Whether it was Mahurin, or Saint Francis center Scott Kohne sinking unorthodox turnaround jumpers (the All-American senior would finish with 21 points), or Wildcat guard Jordan Weidner (21 points) blowing by people in transition topped only by Cougar forward Josh Hogan (20) doing the same, or Saint Francis gunslinger Jordan Hahn (sinking 5 of his 7 3-point shots), the talent display just ticked and tocked back-and-forth all game long.
“It's both stressful and fun,” LaCross said. “I don't want to say that I don't have any fun because I felt like our guys battled and competed for 40 minutes. That's all you can ask.”
This is “all you can ask,” but unfortunately in this conference, that often isn't enough.
The Saint Francis loss created a 3-way tie among nationally-ranked teams (19th-rated Huntington is the third squad along with Indiana Wesleyan and Saint Francis), which could have a fourth team (a Marian win at Goshen will put the Knights in the mix) by Monday night. And it isn't just the top of this league that is pure chaos.
Grace was winless in its first five league games, but has now beaten both Huntington and Saint Francis en route to winning six of its last seven games.
Huntington has beaten Saint Francis, but lost to Marian; Marian has lost to Saint Francis, but beaten Indiana Wesleyan; and the Cougars have barely survived against Goshen and Mount Vernon, two teams have a combined two victories in their first 23 conference games this season.
Picking winners in this conference would drive a gambler to bankruptcy by mid-season. However, the competition does provide its advantages come March.

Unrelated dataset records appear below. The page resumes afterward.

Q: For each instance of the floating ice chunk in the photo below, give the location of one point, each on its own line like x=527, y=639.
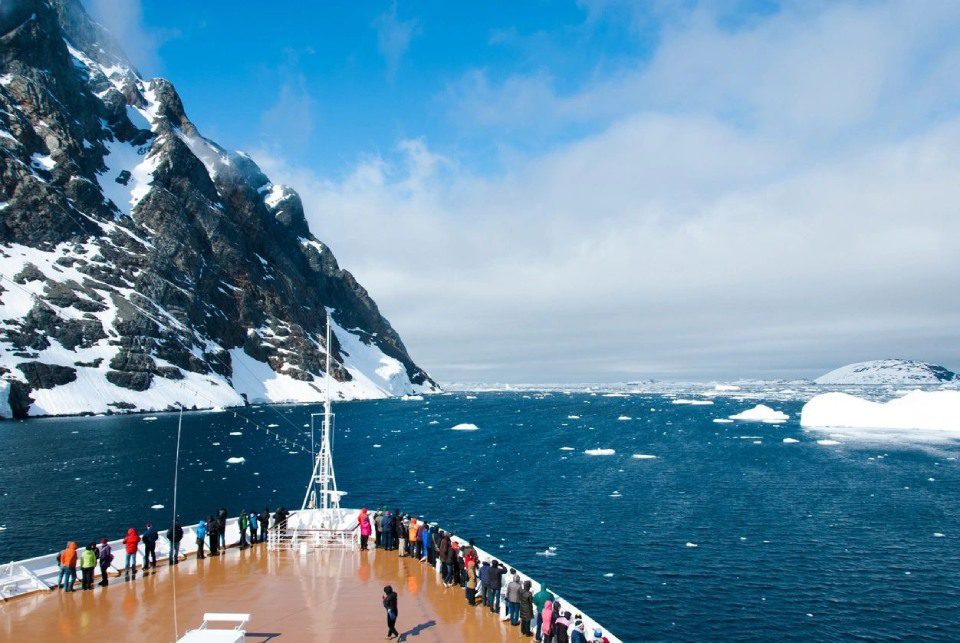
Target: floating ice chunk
x=933, y=414
x=761, y=413
x=726, y=387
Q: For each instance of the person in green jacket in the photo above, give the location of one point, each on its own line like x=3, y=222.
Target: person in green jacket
x=539, y=600
x=243, y=522
x=88, y=562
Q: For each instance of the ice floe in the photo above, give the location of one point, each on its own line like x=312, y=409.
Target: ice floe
x=761, y=413
x=919, y=413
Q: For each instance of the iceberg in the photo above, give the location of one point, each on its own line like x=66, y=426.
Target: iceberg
x=761, y=413
x=930, y=412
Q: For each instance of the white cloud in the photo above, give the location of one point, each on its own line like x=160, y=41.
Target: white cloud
x=394, y=37
x=768, y=201
x=124, y=20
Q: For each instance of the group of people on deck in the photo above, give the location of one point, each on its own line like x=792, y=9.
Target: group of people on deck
x=487, y=583
x=253, y=529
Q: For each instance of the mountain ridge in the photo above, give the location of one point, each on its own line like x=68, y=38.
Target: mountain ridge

Saint Francis played for a pair of NAIA Division II national championships (winning in 2010) and finished three games out of first place in the league standings both of those seasons. Last season, Grace lost in its opening game of the Crossroads League Tournament to 7th-seed Marian, yet advanced to the Final Four of the national tournament.
“Other teams may go into the (national tournament) a little more fresh than we are,” Tonagel explained, “but I'd rather be part of a really good league and be challenged every week and playing who we are now.
“I read recently that the Crossroads League has the highest winning percentage (in the national tournament). That says a lot. Not only are we sending a lot of teams, but they are winning.”
And winning is always fun – even if you're too exhausted to show it.